Эту ежедневную процедуру закаливания я проделывал в те времена с удовольствием. После неё чувствуешь себя посвежевшим — в движениях появляется лёгкость, и так хорошо и славно на душе, и кажется: идешь, не касаясь ногами земли. Летишь!

* * *

В тот вечер всё у нас было чудесно и замечательно, и мы не могли наговориться, и насмеяться; и слушали пластинки с записями концертов Поля Мориа. Пластинки были виниловые — такие теперь в продаже не увидишь, разве что в антикварных салонах. Они мне достались от прежнего владельца комнаты вместе с той самой люстрой, которую иногда я использовал как сушилку для своих рубашек. Уезжая на материк, он почему-то оставил тут проигрыватель «Аккорд» и стопку пластинок в ярких конвертах: «Абба», «Спейс», «Битлз», «Тич ин», «Роллинг Стоунз», оркестр Поля Мориа, Джо Дассен…

И под «Воздушную кукурузу» как-то само собой случалось то, что и должно было случиться.

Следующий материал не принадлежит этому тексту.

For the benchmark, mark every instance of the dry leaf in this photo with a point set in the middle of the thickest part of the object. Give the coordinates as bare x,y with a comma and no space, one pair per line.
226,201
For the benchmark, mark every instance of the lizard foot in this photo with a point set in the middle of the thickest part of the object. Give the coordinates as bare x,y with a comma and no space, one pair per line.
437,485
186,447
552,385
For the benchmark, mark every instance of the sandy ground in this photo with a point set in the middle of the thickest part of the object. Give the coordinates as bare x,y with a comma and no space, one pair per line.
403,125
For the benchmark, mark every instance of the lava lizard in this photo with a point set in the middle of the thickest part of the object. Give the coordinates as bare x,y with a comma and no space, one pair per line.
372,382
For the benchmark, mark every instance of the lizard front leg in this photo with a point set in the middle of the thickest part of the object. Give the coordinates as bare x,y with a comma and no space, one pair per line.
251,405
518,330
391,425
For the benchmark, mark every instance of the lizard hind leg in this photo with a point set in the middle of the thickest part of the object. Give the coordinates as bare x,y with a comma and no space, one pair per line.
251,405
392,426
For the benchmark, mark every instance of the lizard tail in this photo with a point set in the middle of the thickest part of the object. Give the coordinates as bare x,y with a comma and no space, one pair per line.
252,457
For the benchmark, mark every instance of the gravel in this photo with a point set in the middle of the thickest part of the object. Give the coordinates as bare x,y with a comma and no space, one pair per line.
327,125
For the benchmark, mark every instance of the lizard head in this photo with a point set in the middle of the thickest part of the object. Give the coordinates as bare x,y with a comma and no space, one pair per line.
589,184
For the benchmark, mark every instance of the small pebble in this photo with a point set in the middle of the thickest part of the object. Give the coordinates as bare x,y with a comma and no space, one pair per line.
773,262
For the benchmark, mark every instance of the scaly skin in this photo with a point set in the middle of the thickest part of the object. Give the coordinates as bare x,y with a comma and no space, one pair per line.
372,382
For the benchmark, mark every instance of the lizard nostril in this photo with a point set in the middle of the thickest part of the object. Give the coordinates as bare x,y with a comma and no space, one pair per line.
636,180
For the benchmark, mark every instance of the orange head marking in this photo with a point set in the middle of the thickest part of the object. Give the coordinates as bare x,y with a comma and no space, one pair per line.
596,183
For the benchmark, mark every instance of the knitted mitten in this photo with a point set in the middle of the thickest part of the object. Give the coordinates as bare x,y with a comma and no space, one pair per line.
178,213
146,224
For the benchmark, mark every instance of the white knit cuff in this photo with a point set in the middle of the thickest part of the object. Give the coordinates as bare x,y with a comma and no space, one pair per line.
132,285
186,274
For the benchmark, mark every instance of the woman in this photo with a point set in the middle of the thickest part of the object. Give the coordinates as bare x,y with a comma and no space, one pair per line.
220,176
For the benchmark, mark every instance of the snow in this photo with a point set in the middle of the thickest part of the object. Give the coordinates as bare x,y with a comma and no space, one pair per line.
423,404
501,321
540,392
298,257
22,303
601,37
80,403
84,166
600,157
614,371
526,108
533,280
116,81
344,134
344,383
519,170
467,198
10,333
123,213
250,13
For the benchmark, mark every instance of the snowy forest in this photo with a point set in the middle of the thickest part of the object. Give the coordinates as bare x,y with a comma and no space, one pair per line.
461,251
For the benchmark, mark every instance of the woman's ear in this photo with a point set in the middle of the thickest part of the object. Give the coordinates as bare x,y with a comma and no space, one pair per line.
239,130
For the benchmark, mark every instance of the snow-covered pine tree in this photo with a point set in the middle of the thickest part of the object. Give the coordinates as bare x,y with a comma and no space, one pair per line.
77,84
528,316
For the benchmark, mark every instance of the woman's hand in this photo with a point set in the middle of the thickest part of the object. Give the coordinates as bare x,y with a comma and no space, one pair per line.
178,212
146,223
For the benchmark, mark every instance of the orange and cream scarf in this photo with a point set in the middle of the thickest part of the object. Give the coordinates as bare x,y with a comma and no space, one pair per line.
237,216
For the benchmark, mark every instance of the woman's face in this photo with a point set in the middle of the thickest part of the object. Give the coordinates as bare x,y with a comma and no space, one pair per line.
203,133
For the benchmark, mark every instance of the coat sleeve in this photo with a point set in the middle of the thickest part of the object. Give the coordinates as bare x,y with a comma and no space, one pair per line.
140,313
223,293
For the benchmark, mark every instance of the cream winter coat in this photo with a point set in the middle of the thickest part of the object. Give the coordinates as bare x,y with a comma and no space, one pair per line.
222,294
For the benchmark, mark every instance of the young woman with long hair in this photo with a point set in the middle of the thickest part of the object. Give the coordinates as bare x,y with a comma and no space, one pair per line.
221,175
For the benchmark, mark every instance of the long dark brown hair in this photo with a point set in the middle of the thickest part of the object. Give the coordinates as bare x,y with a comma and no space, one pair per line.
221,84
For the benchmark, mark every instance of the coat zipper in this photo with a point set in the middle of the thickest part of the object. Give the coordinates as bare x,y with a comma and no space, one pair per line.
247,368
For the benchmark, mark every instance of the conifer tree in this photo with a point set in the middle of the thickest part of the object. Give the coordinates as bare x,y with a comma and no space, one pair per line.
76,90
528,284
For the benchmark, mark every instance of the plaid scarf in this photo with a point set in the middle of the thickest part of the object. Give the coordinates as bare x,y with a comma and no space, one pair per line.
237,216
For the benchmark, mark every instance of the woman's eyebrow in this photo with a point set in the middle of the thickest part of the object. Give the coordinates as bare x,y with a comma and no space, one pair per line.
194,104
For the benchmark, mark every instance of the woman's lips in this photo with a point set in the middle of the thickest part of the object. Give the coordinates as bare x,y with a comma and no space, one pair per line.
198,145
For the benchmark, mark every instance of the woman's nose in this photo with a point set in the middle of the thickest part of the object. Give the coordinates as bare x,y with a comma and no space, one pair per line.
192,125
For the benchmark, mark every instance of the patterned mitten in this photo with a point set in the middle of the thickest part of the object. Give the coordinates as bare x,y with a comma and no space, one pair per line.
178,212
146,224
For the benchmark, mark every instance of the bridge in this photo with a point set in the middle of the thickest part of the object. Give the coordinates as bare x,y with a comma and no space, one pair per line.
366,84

Любовь, ты ли это была? И если ты, то почему, скажи, мне нужно было только это гибкое, ласковое тело, и эти волосы, в которые так приятно зарываться лицом, и разнообразие ласк, выдуманных ни ходу, а, может, воскрешённых памятью из каких-то неведомых глубин веков — потом, уже позже, через много-много лет, увижу фрески лупанариев и знаменитого индийского Храма Любви и, пораженный, вспомню всё то, что мифический Приап, лукаво улыбаясь, нашептывал сердцу и заставлял тело двигаться странно, радостно и раскованно. И если это ты была, Любовь, то почему в душе не пели птицы, и в груди не было волнения — как в книгах пишут о тебе, Любовь, и удары сердца не отдавались гулко в голове, почему? И если это ты была, Любовь, то как же так случилось, что я вдруг будто воспарил и над самим собой, и над Зоей — и смотрел на нас и сверху, и сбоку, анфас и профиль — два тела в хрустальном кубе! — и увиденное почему-то смущало, и возбуждалось тело, а сердце замирало в необъяснимой печали.